To this end, the natural gas industry has turned in some instances to conventional gas or diesel powered electric generators for powering sample takeoff and analyzing equipment. However, reliance on such generators, itself, creates logistical and maintenance issues. First, there is the need for regular resupply of the generator fuel in addition to the requirement for engine maintenance both of which require vehicular road access to the site of the analyzing equipment. One known solution to overcome to reliance on such power generation methods where the pipeline product involved is natural gas involves tapping directly into the pipeline and extracting natural gas for a natural gas (NG) powered generator. One significant drawback from such an arrangement is the need for construction of an independent pipeline takeoff connection to the generator. In an NG environment, specially trained technicians are required for such installations. Subsequently, if a conventional power source such as an overland power line becomes available, the takeoff connection must either be deactivated or removed.
Consequently, when a new extraction field is developed remote from power and telephone lines, either at least one new line must be strung with its concomitant adverse environmental impact or multiple generator units need to be transported, positioned, maintained and fueled to power a discrete array of analyzer units various flow control and conditioning equipment, analyzers, communication and computer control units associated with the extraction. At a cost, presently at about $75,000 (50,000) for each installation, reliance on such electrical generator units can result in substantial unrecoverable costs.
A further consideration results from the extraction of a “Wet” gas from wells. Although natural gases obtained from wells are predominantly methane, certain shale-derived gases comprise a significant amount of C2 to C5 hydrocarbons and up to C8 hydrocarbon constituents—“heavies”. “Dry” gas, containing minimal “heavies” is not significantly affected by differential temperature and pressure within the pipeline and/or at the regulator inlet and outlet. However, “Wet” gas characteristically includes a significant proportion of “heavies” which leads to dew point dropout/phase transition in cases of fluctuating temperature and pressure.

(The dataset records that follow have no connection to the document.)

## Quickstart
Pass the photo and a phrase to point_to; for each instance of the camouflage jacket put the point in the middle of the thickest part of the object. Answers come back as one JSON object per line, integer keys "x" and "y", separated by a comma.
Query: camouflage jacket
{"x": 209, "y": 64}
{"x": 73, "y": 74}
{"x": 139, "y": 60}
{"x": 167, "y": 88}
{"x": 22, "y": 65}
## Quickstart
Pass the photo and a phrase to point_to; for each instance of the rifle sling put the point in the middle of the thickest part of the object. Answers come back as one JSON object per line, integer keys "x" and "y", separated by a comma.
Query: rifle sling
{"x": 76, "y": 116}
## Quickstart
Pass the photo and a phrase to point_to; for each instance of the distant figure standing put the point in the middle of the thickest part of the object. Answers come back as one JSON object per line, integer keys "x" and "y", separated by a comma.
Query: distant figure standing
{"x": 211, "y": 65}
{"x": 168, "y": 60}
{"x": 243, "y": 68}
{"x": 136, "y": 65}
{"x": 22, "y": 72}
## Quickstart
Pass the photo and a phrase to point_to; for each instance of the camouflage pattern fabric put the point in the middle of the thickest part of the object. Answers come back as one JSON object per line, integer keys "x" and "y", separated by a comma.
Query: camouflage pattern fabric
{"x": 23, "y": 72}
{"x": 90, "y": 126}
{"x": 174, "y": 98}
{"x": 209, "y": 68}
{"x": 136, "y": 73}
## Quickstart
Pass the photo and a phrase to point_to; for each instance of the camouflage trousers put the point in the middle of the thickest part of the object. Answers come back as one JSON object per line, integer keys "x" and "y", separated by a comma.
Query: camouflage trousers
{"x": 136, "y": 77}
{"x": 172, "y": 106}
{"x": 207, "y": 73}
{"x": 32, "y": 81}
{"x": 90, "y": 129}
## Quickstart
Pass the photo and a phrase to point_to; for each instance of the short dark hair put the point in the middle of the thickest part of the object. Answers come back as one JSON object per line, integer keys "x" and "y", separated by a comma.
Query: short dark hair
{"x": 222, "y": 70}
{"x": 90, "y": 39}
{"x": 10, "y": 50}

For example, liquid pressure diminishes upon removal from the pipeline stream at take-off and during transit to an analyzer unit. Such fluctuations induce partitioning of the heavies whether in a liquid or vapor phase. It is therefore important to maintain consistent sample temperature and pressures regardless of the sample phase during the entire duration of transit from take-off to vaporizer and from vaporizer to analyzer.
Liquid intrusion into an analyzing system is unacceptable to the extent that the present ISO 8943 standard requires restriction of liquid flow to the conditioning vaporizer in order to prevent flooding of the system. The conventional approach to satisfy this requirement is to incorporate a flow restrictor. However, if the sample is a “Wet” NG, an in-line flow restrictor will induce in-line pressure changes causing partitioning/flashing of the heavies into discernable fractions. That is, the lights partition from the heavy components where the lighter constituents pass first into the vaporizer before the heavies. The presence of the differently-constituted fractions skews the accuracy of the content analysis which implicates the accuracy of the energy content measurements. Where such partitioning is combined because of inconsistent temperature and pressure, a phase transition curve may be violated inducing Joules-Thompson condensation of the partitioned vapor into a liquid phase. In the case of a system using a gas chromatograph (GC) for analysis, injection of a liquid into a GC will damage the analyzer.
Therefore, a need exists for an integrated sample take-off, analytical system that is self-powering, easily transportable, capable of two-way telemetry, and provides low-power sample take-off conditioning to an associated low-power analyzer that minimizes risk of vapor sample phase partition and condensation or transition. The system preferably also meets regulatory and safety requirements while being field deployable, particularly in the case of newly-established “wet” natural gas extraction resources and transfer points remotely located from conventional infrastructure.